Puzniak Laura, Bauer Karri A, Yu Kalvin C, Moise Pamela, Finelli Lyn, Ye Gang, De Anda Carisa, Vankeepuram Latha, Gupta Vikas
Merck & Co., Inc., Kenilworth, New Jersey, USA.
Becton, Dickinson and Company, Franklin Lakes, New Jersey, USA.
Open Forum Infect Dis. 2021 May 26;8(6):ofab232. doi: 10.1093/ofid/ofab232. eCollection 2021 Jun.
Increased utilization of antimicrobial therapy has been observed during the coronavirus disease 2019 pandemic. We evaluated hospital outcomes based on the adequacy of antibacterial therapy for bacterial pathogens in US patients.
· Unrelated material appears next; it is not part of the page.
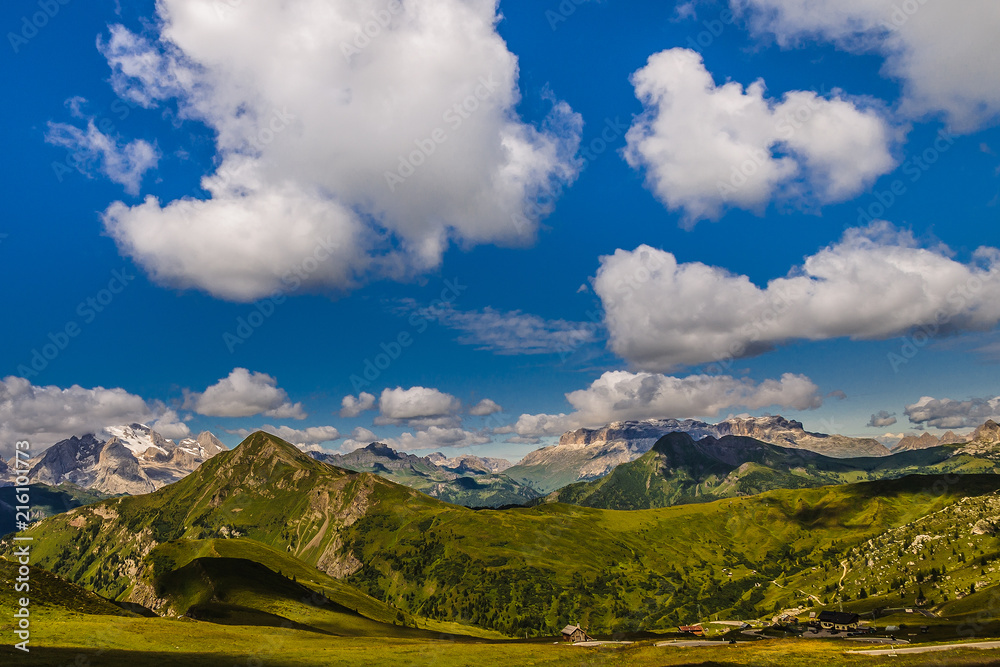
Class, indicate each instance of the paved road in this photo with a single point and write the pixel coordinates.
(694, 642)
(928, 649)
This multicenter retrospective study included patients with ≥24 hours of inpatient admission, ≥24 hours of antibiotic therapy, and discharge/death from March to November 2020 at 201 US hospitals in the BD Insights Research Database. Included patients had a test for severe acute respiratory syndrome coronavirus 2 (SARS-CoV-2) and a positive bacterial culture (gram-positive or gram-negative). We used generalized linear mixed models to evaluate the impact of inadequate empiric therapy (IET), defined as therapy not active against the identified bacteria or no antimicrobial therapy in the 48 hours following culture, on in-hospital mortality and hospital and intensive care unit length of stay (LOS).
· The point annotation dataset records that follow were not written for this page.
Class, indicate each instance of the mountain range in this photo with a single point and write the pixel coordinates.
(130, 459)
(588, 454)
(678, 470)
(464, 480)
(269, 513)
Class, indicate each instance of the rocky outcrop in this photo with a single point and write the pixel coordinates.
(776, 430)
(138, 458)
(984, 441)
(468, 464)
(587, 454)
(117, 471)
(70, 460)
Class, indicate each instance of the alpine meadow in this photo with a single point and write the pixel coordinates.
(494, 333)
Of 438 888 SARS-CoV-2-tested patients, 39 203 (8.9%) had positive bacterial cultures. Among patients with positive cultures, 9.4% were SARS-CoV-2 positive, 74.4% had a gram-negative pathogen, 25.6% had a gram-positive pathogen, and 44.1% received IET for the bacterial infection. The odds of mortality were 21% higher for IET (odds ratio [OR], 1.21; 95% CI, 1.10-1.33; < .001) compared with adequate empiric therapy. IET was also associated with increased hospital LOS (LOS, 16.1 days; 95% CI, 15.5-16.7 days; vs LOS, 14.5 days; 95% CI, 13.9-15.1 days; < .001). Both mortality and hospital LOS findings remained consistent for SARS-CoV-2-positive and -negative patients.
Bacterial pathogens continue to play an important role in hospital outcomes during the pandemic. Adequate and timely therapeutic management may help ensure better outcomes.
在2019年冠状病毒病大流行期间,抗菌治疗的使用有所增加。我们基于美国患者针对细菌病原体的抗菌治疗是否充分评估了医院结局。
这项多中心回顾性研究纳入了BD Insights研究数据库中201家美国医院在2020年3月至11月期间住院时间≥24小时、接受抗生素治疗≥24小时且已出院/死亡的患者。纳入的患者进行了严重急性呼吸综合征冠状病毒2(SARS-CoV-2)检测且细菌培养呈阳性(革兰氏阳性或革兰氏阴性)。我们使用广义线性混合模型评估经验性治疗不充分(IET)对住院死亡率、住院时间和重症监护病房住院时间(LOS)的影响,IET定义为对培养出的细菌无活性的治疗或培养后48小时内未进行抗菌治疗。
在438888例接受SARS-CoV-2检测的患者中,39203例(8.9%)细菌培养呈阳性。在培养结果呈阳性的患者中,9.4%为SARS-CoV-2阳性,74.4%有革兰氏阴性病原体,25.6%有革兰氏阳性病原体,44.1%的细菌感染患者接受了IET。与充分的经验性治疗相比,IET的死亡几率高21%(优势比[OR],1.21;95%CI,1.10 - 1.33;P <.001)。IET还与住院LOS延长相关(LOS,16.1天;95%CI,15.5 - 16.7天;相比之下,LOS为14.5天;95%CI,13.9 - 15.1天;P <.001)。SARS-CoV-2阳性和阴性患者的死亡率和住院LOS结果均保持一致。
在大流行期间,细菌病原体在医院结局中继续发挥重要作用。充分及时的治疗管理可能有助于确保更好的结局。